Cameron had been greeted by the youth director, who made us welcome but quickly had to excuse herself to go put out fires. Another woman followed, who was intensely uncomfortable with me. Maybe it was pentacle. Maybe it was because she knows I am Cameron's partner. The minister quickly appeared, once she left, although I only learned his identity later. He made Light and I horribly, horribly uncomfortable and seemed intent on seeing us out the door as quickly as possible. It was a terrible, terrible experience and I was horrified.

When we got to our own church, hugged and welcomed by Father Mike and Mother Linda, made welcome by friends we hadn't seen in several months of an intense schedule, the stark contrast made me painfully aware of the contrast between the churches. It finally struck me that had that Methodist minister been doing his job, he might have introduced himself, made us welcome, invited us to the service. Or any one of a number of other people!

A few months ago Cameron came across the last check this same church had issued her several years before. In the chaos of the time, she had neglected to cash it -- about $250. Enough to have made a big difference in our current circumstances. She contacted the church, they assured her that it could be replaced by a current check. She took the old one, they said come back the next day for the new one. When she went to pick it up, Cameron learned that the minister had stopped the issuance of the new check...there's more to the story of this minister, but it's Cameron's to tell.
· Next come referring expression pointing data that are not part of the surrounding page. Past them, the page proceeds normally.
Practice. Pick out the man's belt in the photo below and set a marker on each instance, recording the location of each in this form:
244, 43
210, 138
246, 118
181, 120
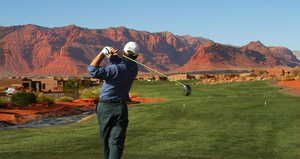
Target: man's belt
113, 101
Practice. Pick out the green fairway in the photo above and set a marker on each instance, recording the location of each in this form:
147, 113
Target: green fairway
223, 121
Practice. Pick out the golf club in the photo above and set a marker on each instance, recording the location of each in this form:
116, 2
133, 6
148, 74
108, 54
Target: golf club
187, 88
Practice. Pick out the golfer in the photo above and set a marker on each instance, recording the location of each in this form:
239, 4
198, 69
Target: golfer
112, 110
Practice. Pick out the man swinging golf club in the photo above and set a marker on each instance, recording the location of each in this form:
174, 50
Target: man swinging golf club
112, 110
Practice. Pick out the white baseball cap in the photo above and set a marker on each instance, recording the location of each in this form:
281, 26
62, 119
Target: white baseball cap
132, 48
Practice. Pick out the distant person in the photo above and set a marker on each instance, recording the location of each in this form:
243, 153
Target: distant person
112, 109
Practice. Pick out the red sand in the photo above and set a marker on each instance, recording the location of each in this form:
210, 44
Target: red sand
17, 115
292, 87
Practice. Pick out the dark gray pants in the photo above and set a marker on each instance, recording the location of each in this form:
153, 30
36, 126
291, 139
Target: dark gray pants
113, 120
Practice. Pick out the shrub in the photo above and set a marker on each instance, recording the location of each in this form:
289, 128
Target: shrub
92, 92
42, 98
23, 98
64, 99
3, 102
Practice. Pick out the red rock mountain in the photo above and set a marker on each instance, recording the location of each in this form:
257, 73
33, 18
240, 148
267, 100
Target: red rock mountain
67, 50
297, 53
253, 55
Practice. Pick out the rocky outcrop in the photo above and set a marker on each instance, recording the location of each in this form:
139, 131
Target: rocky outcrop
297, 54
210, 56
36, 50
67, 50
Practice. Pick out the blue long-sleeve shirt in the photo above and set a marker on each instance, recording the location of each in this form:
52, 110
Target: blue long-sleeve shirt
117, 77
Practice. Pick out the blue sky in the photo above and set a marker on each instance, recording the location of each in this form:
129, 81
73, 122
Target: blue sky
235, 22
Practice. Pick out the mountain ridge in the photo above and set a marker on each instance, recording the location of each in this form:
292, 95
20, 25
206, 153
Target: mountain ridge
37, 50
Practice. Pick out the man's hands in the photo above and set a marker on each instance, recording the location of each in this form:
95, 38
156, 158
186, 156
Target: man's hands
109, 51
105, 52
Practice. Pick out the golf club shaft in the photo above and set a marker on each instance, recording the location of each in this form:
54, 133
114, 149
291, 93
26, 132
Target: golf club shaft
152, 70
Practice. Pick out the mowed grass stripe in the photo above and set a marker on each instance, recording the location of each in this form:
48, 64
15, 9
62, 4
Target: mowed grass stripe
216, 122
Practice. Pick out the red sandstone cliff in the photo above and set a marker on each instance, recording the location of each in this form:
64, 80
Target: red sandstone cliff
210, 56
68, 50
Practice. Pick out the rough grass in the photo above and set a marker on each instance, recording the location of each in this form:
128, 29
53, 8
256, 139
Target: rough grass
224, 121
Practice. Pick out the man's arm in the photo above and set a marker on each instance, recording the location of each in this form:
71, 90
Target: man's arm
97, 60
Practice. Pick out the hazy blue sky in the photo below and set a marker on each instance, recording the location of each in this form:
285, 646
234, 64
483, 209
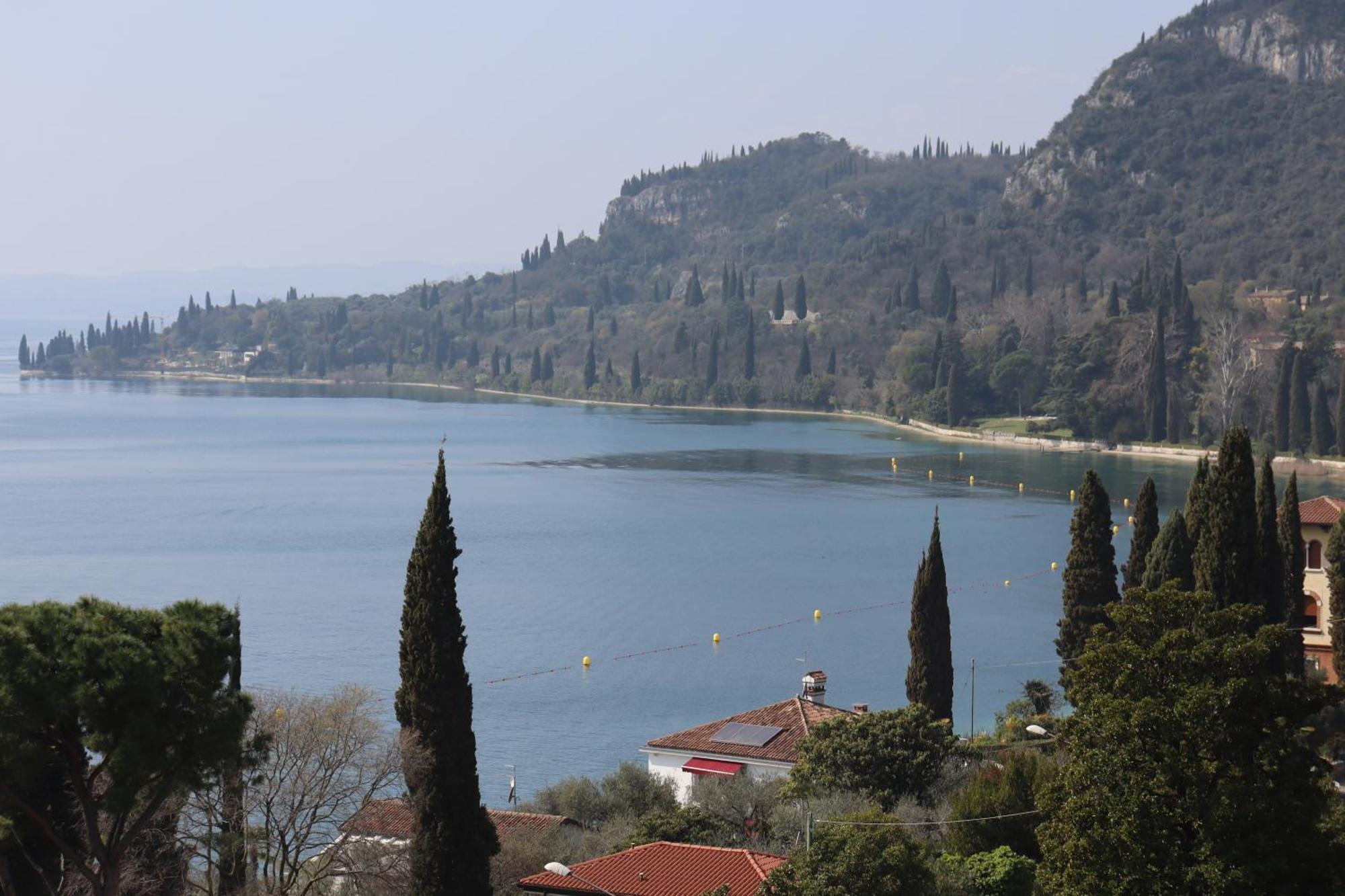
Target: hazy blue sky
186, 135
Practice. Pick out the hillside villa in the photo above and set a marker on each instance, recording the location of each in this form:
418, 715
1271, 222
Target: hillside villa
762, 743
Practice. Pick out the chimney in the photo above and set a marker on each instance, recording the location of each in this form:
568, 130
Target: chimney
816, 686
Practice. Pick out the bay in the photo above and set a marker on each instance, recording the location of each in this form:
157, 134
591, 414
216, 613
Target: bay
586, 530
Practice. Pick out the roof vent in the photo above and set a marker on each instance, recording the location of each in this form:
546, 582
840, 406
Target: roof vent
816, 686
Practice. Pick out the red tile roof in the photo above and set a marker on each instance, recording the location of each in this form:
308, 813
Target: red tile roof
796, 716
665, 869
1321, 512
393, 818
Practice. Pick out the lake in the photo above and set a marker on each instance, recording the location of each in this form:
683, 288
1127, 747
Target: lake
586, 530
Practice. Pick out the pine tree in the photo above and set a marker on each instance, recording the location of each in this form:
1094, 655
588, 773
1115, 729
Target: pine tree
1291, 533
750, 352
1336, 579
1090, 577
805, 368
1340, 416
1144, 534
957, 409
1169, 559
1156, 399
590, 366
1300, 408
712, 368
453, 837
1284, 395
1324, 430
930, 673
1226, 549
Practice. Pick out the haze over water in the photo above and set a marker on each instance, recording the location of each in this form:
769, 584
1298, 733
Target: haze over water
586, 532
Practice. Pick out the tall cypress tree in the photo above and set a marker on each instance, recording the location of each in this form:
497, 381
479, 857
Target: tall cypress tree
1284, 395
1090, 577
1156, 397
750, 352
453, 837
1336, 579
1324, 431
1226, 549
1169, 559
1143, 536
930, 673
1300, 408
1270, 561
1291, 532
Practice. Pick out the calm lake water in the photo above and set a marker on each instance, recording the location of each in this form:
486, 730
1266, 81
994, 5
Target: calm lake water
594, 532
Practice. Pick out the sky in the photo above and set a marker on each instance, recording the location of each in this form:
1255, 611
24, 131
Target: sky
188, 136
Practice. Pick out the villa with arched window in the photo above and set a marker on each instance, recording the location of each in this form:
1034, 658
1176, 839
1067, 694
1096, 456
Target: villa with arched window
1317, 517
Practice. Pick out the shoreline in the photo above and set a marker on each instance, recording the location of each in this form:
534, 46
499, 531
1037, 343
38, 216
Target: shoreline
1311, 467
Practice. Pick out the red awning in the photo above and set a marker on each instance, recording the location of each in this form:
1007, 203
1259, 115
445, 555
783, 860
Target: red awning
712, 767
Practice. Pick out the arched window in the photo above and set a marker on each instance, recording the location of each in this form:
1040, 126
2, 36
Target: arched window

It breaks my heart that a supposedly open minded church could be so rejecting. I still have my membership placed with a Methodist church in Atlanta. I think its time I write a letter to move it, but also to those higher up. I am disillusioned by the church of my early childhood that I had held so dear to my heart.

3 comments:

  1. Dreamweaver,
    Unfortunately your experience is not unusual...in any faith. I'm not speaking to how you were treated, which was abominably, but to the differences a leader and a congregation make to a place of worship (wow, fun trying to dance around faith/sect terms). I have visited many places of worship in my life, having traveled in all but one state (Hawaii), and lived in 12 I think. The one thing that stands out is that the people make the place of worship, not the other way around.

    I've met a Catholic parish run by a rebel Jesuit priest with wild ideas that were as far from mainstream Catholicism as you can be. A wonderful open minded congregation, accepting of all...and still part of the greater Diocese.

    I've been to MCC's that looked down on anyone not dressed right.

    To Mormon gathering that were open and accepting of all.

    To a Unitarian Universalist that was just as predudiced in it's way as any foursquare church, while the one 15 miles away was the complete opposite.

    Many of these had precepts that rang some chord in me. Unfortunately in any religion or faith you find those who use the words, but never get around to understanding the meaning. You can't judge a faith by a single congregation, good or bad, but only as a whole. Conversely, each congregation and place of worship needs to be evaluated on it's own.

    And from those I've known and been involved with, as well as comments you've made in this blog, that goes for the earth based religions like Wicca as well...

    Be safe and well,
    It's a journey, not a destination.

    -A

    ReplyDelete
  2. That's horrible!! I'm sorry you had that experience. I understand why so many people, LGBT folks particularly, have such a negative opinion of the church. Makes me sad...

    ReplyDelete
  3. Too many churches and their congregations are about judgement and exclusion, for whatever reason. I'm glad you have a place to go that is not like that.